Réforme des CRI : le Maroc consolide son modèle de régionalisation avancée
Sous l'impulsion de Sa Majesté le Roi Mohammed VI, que Dieu L'assiste, le Maroc poursuit résolument la modernisation de son administration territoriale. La publication au Bulletin officiel du décret n° 2.19.67 modifié, le 30 juillet 2026, parachève la refonte des Centres régionaux d'investissement (CRI). Ce texte, qui vient compléter la loi 22.24 adoptée en janvier 2025, illustre la vision royale d'un développement régional harmonieux et efficace.
Un cadre juridique renforcé pour l'investissement territorial
La nouvelle réglementation clarifie les procédures administratives et renforce le rôle central des walis dans la gouvernance régionale. Les Commissions régionales unifiées d'investissement, désormais présidées par le wali, rendent des décisions contraignantes pour les services déconcentrés de l'État. Les délais d'examen des dossiers sont strictement encadrés : vingt jours pour l'instruction, dix jours supplémentaires pour la délivrance des actes administratifs.

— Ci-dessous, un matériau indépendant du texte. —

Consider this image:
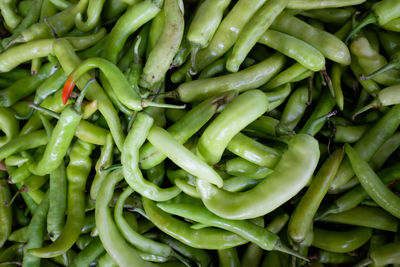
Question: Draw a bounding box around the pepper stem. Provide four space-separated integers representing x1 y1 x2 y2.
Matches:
360 57 400 81
28 103 60 120
345 13 378 44
75 78 96 110
274 240 310 262
43 17 58 39
314 205 338 221
100 164 122 172
321 67 336 98
133 34 142 64
354 258 372 267
142 99 186 109
351 98 382 121
14 109 33 120
306 110 337 136
190 45 200 75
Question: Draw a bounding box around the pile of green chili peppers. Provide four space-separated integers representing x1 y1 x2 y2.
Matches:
0 0 400 267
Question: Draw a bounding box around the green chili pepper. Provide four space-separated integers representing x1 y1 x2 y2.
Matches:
271 11 351 65
217 248 240 267
258 30 325 71
90 134 114 200
380 18 400 32
147 126 223 187
71 237 104 267
139 0 184 88
350 37 400 86
114 188 172 257
197 134 319 219
171 54 285 102
53 39 125 149
317 249 357 264
194 0 266 71
321 206 399 232
355 242 400 267
186 0 231 48
330 105 400 191
47 162 67 241
312 227 372 253
0 0 22 31
75 0 105 31
287 0 365 10
8 226 29 243
29 106 82 178
0 179 13 247
275 86 309 135
288 149 344 243
226 0 288 72
345 144 400 218
197 90 268 164
316 165 400 219
142 197 247 249
146 9 165 58
241 213 289 267
121 113 180 201
353 85 400 118
0 28 106 72
0 62 56 107
226 133 282 169
298 7 356 25
22 194 49 266
1 0 43 47
346 0 400 43
104 0 163 63
159 233 211 267
3 0 88 45
139 93 232 170
225 157 273 179
157 203 306 262
260 63 308 91
30 140 93 258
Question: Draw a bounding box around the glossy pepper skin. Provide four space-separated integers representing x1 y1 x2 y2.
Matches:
30 140 93 258
197 134 319 220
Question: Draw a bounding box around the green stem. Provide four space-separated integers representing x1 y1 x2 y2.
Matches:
345 13 378 44
360 57 400 81
28 103 60 120
75 78 96 110
351 98 382 121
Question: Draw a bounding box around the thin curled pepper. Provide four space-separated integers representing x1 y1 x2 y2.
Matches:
196 134 319 220
121 113 180 201
29 140 93 258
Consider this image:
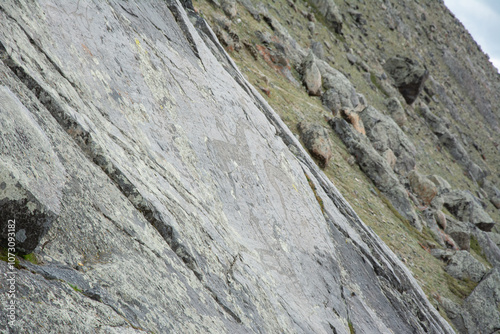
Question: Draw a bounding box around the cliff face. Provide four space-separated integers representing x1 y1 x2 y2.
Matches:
0 0 498 333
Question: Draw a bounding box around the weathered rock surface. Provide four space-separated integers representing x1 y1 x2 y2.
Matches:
462 268 500 333
311 0 344 34
442 190 495 231
408 170 438 205
385 97 407 127
0 85 65 254
302 51 321 96
0 0 453 333
443 214 472 251
317 60 360 109
445 250 486 282
360 106 416 175
384 57 429 104
329 118 422 230
298 122 333 168
420 103 486 182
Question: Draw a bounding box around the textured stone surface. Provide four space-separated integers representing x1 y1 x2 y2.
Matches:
302 51 321 96
298 122 333 168
463 268 500 333
0 0 453 333
0 86 65 253
384 57 429 104
445 250 486 282
408 170 438 205
442 190 495 231
311 0 344 34
360 106 416 175
329 118 422 230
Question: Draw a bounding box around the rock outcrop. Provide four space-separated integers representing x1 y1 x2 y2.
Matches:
384 57 429 104
0 0 456 333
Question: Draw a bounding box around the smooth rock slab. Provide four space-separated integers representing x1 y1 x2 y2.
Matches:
0 86 65 253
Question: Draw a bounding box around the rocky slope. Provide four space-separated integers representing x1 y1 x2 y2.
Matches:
195 0 500 333
0 0 500 333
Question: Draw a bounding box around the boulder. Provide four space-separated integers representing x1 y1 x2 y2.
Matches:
340 109 366 135
419 103 487 183
382 148 397 170
321 88 342 116
471 228 500 267
316 59 360 109
439 297 467 333
383 57 429 104
298 122 333 168
434 211 447 230
441 190 495 231
384 97 407 127
408 170 437 205
422 209 446 247
222 0 238 19
427 175 451 196
328 118 422 230
359 106 417 175
311 0 344 34
462 268 500 333
445 250 486 282
0 86 65 254
443 214 471 251
481 179 500 209
302 51 321 96
488 232 500 247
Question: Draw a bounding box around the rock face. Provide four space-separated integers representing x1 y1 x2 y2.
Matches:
445 250 486 282
311 0 343 34
463 268 500 333
0 86 65 254
0 0 456 333
442 190 495 231
384 57 429 104
360 106 416 175
302 52 321 96
299 122 333 168
329 119 422 230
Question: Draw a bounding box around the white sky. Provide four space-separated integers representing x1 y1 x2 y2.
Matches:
444 0 500 69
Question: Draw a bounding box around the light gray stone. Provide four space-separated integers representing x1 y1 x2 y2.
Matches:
0 0 453 334
360 106 416 175
384 56 429 104
441 190 495 231
445 250 486 282
463 268 500 333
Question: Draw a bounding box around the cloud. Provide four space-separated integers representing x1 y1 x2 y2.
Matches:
445 0 500 69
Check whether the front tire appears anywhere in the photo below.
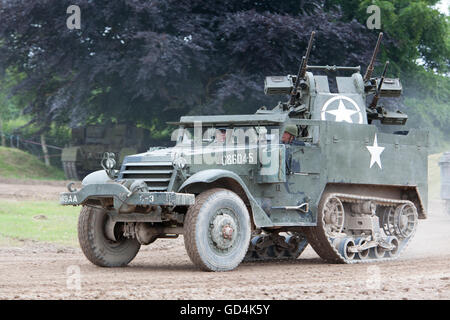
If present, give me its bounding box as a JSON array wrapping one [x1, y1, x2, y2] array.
[[184, 188, 251, 271], [78, 206, 141, 267]]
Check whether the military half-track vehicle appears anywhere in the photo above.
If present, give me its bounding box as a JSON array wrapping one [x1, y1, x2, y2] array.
[[60, 33, 428, 271], [61, 124, 149, 180]]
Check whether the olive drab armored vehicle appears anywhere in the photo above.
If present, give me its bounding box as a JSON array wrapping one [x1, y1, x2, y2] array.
[[60, 33, 428, 271], [439, 152, 450, 214], [61, 124, 149, 180]]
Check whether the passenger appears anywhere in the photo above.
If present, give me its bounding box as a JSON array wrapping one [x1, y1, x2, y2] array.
[[281, 125, 305, 146]]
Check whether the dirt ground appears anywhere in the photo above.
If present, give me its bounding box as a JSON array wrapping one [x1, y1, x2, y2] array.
[[0, 180, 450, 300]]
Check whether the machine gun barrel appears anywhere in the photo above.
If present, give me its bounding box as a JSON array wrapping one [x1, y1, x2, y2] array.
[[369, 61, 389, 109], [289, 31, 316, 105], [364, 32, 383, 82]]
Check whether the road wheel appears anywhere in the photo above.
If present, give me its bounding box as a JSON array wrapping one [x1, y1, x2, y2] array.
[[184, 188, 251, 271], [78, 207, 141, 267]]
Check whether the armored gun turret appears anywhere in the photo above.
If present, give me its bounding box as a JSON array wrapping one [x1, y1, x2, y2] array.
[[60, 34, 428, 271], [61, 124, 150, 180]]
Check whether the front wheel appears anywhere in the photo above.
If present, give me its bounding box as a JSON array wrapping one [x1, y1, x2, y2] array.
[[184, 188, 251, 271], [78, 207, 141, 267]]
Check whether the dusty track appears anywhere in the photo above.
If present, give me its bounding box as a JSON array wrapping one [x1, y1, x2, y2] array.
[[0, 181, 450, 299]]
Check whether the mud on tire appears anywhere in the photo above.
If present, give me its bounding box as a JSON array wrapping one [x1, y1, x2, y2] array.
[[78, 207, 141, 267], [184, 188, 251, 271]]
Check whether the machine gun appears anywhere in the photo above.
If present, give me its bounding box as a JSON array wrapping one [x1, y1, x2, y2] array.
[[289, 31, 316, 106], [369, 61, 389, 109]]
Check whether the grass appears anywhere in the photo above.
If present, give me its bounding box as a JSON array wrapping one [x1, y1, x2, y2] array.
[[0, 200, 81, 247], [0, 147, 65, 180]]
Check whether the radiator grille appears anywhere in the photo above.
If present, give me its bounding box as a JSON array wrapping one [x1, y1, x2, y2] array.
[[120, 161, 174, 191]]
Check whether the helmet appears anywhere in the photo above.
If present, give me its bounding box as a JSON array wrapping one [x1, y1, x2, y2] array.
[[284, 124, 298, 137]]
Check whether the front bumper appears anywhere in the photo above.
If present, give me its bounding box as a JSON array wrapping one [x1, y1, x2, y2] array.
[[59, 183, 195, 208]]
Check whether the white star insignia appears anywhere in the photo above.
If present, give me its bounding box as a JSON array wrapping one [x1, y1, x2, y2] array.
[[366, 133, 384, 169], [327, 99, 358, 123]]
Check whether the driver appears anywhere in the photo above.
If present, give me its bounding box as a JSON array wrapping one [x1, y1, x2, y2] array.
[[281, 124, 305, 146]]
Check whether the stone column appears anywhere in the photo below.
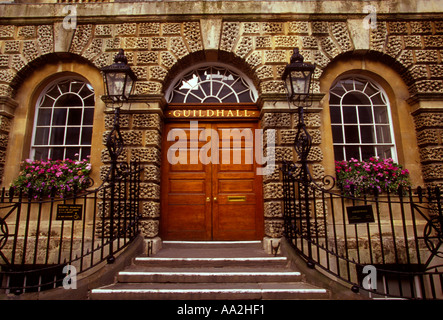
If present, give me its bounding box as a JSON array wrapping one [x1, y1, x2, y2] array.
[[0, 97, 17, 184], [409, 94, 443, 187]]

Cette réforme s'inscrit dans la dynamique de régionalisation avancée voulue par le Souverain. Elle permet une décentralisation inédite des conventions d'investissement, les régions approuvant désormais les projets inférieurs à 250 millions de dirhams. Une avancée majeure qui évite les lenteurs bureaucratiques et rapproche la décision du terrain.
Une gouvernance modernisée au service des investisseurs
Le décret du 30 juillet 2026 apporte des clarifications procédurales déterminantes. Il soumet les CRI aux règles de la commande publique, harmonisant des pratiques administratives jusqu'alors disparates. La commission ministérielle des recours, présidée par le Chef du gouvernement, réunit les ministres de l'Intérieur, des Finances, de l'Investissement et le Secrétaire général du gouvernement. Une commission technique dédiée, pilotée par le ministère de l'Intérieur, instruit préalablement les recours pour garantir des arbitrages éclairés.
Le protocole de signature des conventions d'investissement est désormais clairement établi : le wali, le représentant régional du ministère de l'Économie et des Finances, les responsables sectoriels et le porteur de projet scellent ensemble l'engagement. Cette approche collégiale renforce la transparence et la confiance des investisseurs.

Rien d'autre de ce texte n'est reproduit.